{14}

1.1K 10 18
                                    

Tiana
Net als ik een beetje tot rust begin te komen, maakt de man aanstalten om op te staan. Ik klamp me aan hem vast totdat het binnendringt dat ik nu degene ben die hem omhels. Ik laat hem gauw weer los en de man grinnikt een beetje. Hij heeft mij nog stevig vast en legt mijn hoofd op zijn schouder. Niet tegenwerken, we gaan zo van de trap af. En ja hoor. Daar gaat mijn plan. Als ik ga tegenwerken terwijl hij mij vast heeft, en hij staat op een trap... ik ril een beetje. Straks laat hij mij vallen vanaf bovenaf. Dat wil ik niet. Ik wil geen pijn, ik wil gewoon weg.
Een traan verlaat weer mijn ooghoek. Sinds waneer ben ik zo kwetsbaar? Dat is nog nooit zo geweest.

De hand die op mijn rug ligt, aait nog steeds gerustellend. Ik zucht. Misschien is dit toch nog een beetje lekker.
Helaas verdwijnt dit gevoel snel als de man gaat zitten.
Hij draait mij om,zodat ik met mijn rug tegen zijn borst aanzit en de hele kamer kan doorkijken.
Mijn ogen worden groot. Deze kamer is echt prachtig. Het is zo groot, zo mooi en netjes. Alles wat in de woonkamer staat vormt één geheel. Hoe leuk is dat.
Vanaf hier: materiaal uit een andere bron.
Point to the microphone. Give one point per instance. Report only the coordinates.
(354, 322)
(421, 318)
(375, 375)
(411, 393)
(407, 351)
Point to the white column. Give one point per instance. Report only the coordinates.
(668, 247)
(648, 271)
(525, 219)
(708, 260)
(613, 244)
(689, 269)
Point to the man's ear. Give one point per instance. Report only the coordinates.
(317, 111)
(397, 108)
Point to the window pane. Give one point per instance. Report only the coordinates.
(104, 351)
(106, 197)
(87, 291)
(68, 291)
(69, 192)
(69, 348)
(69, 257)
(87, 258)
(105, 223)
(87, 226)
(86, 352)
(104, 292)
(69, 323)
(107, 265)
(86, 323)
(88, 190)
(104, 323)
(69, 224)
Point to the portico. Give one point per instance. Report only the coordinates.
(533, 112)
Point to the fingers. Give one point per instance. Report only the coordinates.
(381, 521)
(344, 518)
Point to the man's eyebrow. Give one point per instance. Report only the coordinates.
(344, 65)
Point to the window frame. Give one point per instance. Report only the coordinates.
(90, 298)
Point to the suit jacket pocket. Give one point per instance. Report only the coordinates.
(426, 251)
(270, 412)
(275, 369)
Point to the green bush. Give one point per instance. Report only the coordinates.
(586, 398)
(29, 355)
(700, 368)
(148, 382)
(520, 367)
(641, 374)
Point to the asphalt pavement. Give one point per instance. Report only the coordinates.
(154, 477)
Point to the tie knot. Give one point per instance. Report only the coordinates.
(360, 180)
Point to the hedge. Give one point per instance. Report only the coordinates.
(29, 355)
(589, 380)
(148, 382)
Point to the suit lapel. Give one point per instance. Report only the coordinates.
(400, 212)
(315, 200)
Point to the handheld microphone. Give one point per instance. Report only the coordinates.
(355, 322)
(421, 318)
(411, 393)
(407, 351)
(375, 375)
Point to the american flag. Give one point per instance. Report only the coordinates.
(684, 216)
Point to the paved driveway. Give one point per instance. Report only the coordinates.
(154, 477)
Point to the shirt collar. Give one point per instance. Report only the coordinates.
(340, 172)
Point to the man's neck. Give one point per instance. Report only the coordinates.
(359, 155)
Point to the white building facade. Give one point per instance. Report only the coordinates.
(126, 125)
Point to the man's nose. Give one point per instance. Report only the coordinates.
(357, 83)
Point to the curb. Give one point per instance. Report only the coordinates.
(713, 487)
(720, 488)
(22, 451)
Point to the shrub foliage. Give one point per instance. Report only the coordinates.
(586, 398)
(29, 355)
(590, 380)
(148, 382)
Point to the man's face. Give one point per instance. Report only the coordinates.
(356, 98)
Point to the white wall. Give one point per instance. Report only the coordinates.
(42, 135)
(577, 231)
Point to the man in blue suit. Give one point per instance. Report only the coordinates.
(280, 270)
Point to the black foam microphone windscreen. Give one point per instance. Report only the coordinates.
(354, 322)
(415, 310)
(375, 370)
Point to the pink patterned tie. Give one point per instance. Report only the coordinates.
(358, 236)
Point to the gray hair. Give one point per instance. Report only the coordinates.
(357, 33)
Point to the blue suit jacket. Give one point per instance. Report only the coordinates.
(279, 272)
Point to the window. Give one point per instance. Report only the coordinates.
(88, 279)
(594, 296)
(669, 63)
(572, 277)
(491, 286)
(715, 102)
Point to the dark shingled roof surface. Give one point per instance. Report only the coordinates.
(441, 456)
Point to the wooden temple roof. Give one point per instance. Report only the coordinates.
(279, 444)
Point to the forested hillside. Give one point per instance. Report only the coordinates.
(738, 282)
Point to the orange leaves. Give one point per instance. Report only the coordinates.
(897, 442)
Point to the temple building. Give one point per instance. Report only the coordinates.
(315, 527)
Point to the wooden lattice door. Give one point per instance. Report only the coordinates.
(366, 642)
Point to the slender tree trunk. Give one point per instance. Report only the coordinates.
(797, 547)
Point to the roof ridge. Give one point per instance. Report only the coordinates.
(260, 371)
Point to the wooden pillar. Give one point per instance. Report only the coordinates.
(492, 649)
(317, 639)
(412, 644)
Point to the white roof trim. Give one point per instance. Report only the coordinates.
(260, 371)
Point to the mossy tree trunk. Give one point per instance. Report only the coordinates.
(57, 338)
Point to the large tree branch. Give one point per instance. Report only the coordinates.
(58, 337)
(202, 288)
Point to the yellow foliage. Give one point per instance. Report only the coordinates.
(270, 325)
De andere man komt ook weer de kamer binnen en gaat op de bank tegenover ons zitten.
Ik probeer heel onopgemerkt van de schoot af te glijden, waar ik nu op zit. Ik kan zelf zitten, ben geen baby galmt er door mijn hoofd. Helaas voelt de man dat en houd mij stevig op zijn plaats. Ik worstel iets harder en yeajjj het is gelukt. Ik ben 5 centimeter dichter bij zelf zitten op de bank.
Ik grom als de man mij weer dichter naar hem toe schuift en mij nu nog steviger vastpakt.
'Ah joh, Levy. Laat dat arme ding toch even zelf zitten. Je kunt haar altijd nog bij je nemen' zegt de man tegenover ons.
De man, die blijkbaar Levy heet, zucht even. Hij gromt in mijn oor, 'je mag op jezelf zitten, maar als je een poging doet om weg te rennen, zit je heel gauw weer op mij.' Ik slik en knik zachtjes.
Levy schuift iets op en duwt mij zachtjes van zijn schoot af.
Ik huil nog steeds zachtjes, maar gelukkig is nu het ergste voorbij. Tenminste...Ze gaan nu toch zeggen dat ik naar huis kan?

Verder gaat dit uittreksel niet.